We offer two kits that can be used as entry level builds though will be relevant as you progress more into the world of 3D printing. We've found it best to stick to some basic metrics and build from that. First, material. We recommend new builders focus on using PLA as the primarily printing material. It's safe, not noxious and is easy to work with. It has a relatively low melting point between 180* C and 210*C though most use it in the 185* C to 195* C range and is a very forgiving material with which to learn the craft of 3D printing. Once you become familiar with the basic mechanics of thermal extrusion as it relates to 3D printing you'll be ready for all kinds of materials. There is a wide variety of material with more coming out every week. First though, one needs to understand the basics.
The second point is size. Many times first builders are more concerned with the size of the print bed. The volume in which the machine prints is called the "build envelope". It's basically a big cube.
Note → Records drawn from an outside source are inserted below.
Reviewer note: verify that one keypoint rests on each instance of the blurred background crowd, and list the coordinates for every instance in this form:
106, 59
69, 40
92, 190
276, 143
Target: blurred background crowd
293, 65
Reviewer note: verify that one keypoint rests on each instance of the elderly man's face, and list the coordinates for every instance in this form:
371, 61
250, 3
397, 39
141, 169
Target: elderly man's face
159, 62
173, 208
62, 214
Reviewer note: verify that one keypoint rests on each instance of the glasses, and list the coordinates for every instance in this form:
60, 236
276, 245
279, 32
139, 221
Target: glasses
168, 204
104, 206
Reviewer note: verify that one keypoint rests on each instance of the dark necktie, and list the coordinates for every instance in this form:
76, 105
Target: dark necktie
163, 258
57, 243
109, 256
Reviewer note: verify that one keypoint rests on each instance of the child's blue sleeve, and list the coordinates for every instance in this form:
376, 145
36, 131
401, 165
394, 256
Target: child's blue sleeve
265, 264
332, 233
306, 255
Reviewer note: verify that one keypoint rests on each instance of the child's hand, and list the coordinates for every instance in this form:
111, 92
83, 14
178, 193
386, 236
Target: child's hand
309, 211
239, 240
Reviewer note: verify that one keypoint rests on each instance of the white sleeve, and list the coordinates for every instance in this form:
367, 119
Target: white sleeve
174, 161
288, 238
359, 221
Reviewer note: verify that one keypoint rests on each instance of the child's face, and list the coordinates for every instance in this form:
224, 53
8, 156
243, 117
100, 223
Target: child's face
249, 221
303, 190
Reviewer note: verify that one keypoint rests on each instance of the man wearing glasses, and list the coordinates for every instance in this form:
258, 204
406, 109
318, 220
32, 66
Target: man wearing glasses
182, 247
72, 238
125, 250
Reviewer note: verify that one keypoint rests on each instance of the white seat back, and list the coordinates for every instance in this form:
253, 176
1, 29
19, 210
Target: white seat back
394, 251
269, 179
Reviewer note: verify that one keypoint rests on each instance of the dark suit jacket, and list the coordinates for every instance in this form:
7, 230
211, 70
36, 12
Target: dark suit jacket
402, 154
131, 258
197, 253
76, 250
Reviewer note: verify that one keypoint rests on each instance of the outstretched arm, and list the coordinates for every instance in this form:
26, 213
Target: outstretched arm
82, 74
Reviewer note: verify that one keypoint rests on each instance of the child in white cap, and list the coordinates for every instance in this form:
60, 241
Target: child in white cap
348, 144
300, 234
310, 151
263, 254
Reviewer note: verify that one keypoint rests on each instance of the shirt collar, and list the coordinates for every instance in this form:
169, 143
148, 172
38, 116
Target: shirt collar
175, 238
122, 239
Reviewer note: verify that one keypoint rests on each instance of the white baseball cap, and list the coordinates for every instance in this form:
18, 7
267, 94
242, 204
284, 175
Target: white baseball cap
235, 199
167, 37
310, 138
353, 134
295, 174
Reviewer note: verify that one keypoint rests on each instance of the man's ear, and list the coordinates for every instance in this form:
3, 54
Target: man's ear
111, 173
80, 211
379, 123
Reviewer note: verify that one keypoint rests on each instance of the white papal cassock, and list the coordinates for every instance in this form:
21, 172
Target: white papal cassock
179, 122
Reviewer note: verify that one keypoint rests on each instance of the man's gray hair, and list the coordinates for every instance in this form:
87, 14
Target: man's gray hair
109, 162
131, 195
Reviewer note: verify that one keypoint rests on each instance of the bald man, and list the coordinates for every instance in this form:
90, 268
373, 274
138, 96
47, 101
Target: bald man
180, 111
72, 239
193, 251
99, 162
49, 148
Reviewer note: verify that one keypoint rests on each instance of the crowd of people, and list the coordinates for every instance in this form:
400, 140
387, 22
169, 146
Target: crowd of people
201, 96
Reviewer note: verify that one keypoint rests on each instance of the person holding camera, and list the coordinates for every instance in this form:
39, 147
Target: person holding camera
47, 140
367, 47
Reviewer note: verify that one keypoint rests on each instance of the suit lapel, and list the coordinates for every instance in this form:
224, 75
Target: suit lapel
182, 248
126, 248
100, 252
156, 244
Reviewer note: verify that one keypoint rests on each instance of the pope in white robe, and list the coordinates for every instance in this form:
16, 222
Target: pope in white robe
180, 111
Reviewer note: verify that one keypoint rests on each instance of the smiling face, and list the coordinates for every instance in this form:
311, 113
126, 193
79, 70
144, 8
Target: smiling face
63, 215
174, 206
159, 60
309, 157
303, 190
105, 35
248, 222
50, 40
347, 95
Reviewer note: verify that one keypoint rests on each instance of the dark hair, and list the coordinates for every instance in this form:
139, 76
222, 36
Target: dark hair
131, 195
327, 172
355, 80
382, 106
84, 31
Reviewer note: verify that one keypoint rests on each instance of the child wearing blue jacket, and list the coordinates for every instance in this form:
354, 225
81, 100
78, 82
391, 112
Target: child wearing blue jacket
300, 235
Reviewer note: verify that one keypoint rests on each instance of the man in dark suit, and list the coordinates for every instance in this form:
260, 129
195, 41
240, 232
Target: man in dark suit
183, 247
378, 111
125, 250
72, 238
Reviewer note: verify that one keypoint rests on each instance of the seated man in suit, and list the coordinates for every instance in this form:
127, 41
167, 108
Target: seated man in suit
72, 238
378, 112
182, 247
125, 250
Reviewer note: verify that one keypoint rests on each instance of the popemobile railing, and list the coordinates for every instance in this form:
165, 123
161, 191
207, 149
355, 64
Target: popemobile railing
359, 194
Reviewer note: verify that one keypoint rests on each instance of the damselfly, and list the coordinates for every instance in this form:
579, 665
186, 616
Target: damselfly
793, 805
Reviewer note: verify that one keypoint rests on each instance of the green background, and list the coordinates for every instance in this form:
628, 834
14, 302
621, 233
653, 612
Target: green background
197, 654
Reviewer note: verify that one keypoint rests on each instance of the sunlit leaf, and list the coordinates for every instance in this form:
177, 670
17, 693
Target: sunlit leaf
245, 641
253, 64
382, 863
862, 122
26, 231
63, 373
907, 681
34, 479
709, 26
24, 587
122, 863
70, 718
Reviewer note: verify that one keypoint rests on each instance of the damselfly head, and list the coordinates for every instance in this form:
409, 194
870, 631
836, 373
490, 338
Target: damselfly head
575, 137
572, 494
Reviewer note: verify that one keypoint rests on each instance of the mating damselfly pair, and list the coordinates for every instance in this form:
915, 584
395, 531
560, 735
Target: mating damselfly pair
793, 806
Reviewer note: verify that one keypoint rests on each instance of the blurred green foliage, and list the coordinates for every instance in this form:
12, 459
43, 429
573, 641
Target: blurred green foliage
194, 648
A common size for not only a first build but many other builds is a 200 mm x 200 xx 200 mm build envelope. Or about an 8" cube. that might not sound like a lot but you can print many things, if not most everything you want or need in that build envelope. We recommend using this size as it's widely supported in the community and the common designs use these dimensions making sourcing parts easier. Manage your expectations, start at a reasonable size with something others have built.
We recommend two designs, both Reprap style designs, as first builds. They are our original mashup, the Roaddog Labs Bart and our variant of the i3 Rework, the Baja Rework.
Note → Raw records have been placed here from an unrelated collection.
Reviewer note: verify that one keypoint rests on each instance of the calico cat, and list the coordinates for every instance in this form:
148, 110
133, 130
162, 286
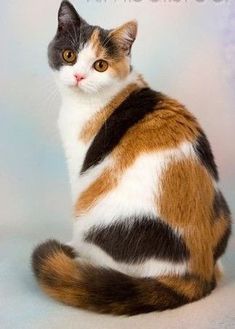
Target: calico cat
150, 222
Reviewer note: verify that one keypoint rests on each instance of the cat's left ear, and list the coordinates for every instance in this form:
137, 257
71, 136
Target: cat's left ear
125, 35
68, 15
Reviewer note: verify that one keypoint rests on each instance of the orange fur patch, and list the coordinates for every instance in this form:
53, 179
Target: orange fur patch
186, 204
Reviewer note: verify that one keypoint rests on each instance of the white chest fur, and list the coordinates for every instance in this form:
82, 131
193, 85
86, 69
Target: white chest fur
77, 108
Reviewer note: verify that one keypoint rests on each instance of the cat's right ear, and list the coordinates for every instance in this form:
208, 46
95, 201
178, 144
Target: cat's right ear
68, 15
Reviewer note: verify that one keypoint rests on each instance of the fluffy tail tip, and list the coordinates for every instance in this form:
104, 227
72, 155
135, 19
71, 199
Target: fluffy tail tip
47, 250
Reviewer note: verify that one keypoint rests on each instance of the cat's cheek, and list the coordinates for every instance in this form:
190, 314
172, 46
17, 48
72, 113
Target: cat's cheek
66, 76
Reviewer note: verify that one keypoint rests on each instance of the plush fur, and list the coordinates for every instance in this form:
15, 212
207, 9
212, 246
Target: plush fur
150, 222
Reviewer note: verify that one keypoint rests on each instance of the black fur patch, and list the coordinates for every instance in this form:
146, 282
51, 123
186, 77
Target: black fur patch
111, 290
204, 152
222, 244
134, 108
136, 240
220, 206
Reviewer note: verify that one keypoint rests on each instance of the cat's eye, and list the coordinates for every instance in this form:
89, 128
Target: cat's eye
101, 65
69, 56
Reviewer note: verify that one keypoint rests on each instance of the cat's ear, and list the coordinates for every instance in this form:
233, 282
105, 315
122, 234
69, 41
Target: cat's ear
125, 35
68, 15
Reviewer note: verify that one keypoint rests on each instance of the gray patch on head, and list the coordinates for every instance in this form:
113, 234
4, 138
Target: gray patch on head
73, 33
73, 37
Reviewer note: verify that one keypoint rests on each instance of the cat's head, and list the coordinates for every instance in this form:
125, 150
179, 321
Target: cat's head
89, 58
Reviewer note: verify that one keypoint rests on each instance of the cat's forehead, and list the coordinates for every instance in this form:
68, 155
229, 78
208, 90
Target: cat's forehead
98, 38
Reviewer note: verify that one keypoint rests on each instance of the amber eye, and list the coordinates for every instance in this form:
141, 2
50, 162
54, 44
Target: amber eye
69, 56
101, 65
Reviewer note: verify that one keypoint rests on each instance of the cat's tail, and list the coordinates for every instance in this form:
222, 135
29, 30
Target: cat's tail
108, 291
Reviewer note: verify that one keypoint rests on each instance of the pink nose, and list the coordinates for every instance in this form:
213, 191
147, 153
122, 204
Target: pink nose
79, 77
The Roaddog Labs Bart is our latest design and the machine we recommend for first time builds. It incorporates a full melamine frame that provides more strength, stability and higher print speeds compared to a threaded rod design. Other enhancements include a redesigned direct drive extruder, belt tensioner on the Y axis, screw adjustable Z endstop traigger an the option for three point bed leveling. Bart includes a heated bed which is a requirement to print higher temp plastics like ABS. The included E3D v6 Lite hot end is a best of breed part and is good for temps to 240* C. Once you get the hang of it you can upgrade to an E3D v6 all metal hot end and extend your printing temps past 300* C.
Our other offering is an i3 Rework variant called the Baja_i3_Rework. It's an older, rod frame based design. It includes a heated bed. The included hot end is good for temps to 240* C and once you get the hang of it you can upgrade to an all metal hot end and extend your printing temps past 300* C. The i3 variants are all derivatives of the original Prusa i3, perhaps the most popular Reprap design today. Our Baja variant is a Rework that uses a four part melamine frame and herringbone gears on the extruder. the melamine frame lowers cost while offering stability compared to the more costly aluminum or steel frames. We don't use acrylic for frames because it's prone to crack and is typically more expensive than melamine. A herringbone extruder gear pattern makes extrusion more precise as it reduces backlash in the extrusion process a significant amount.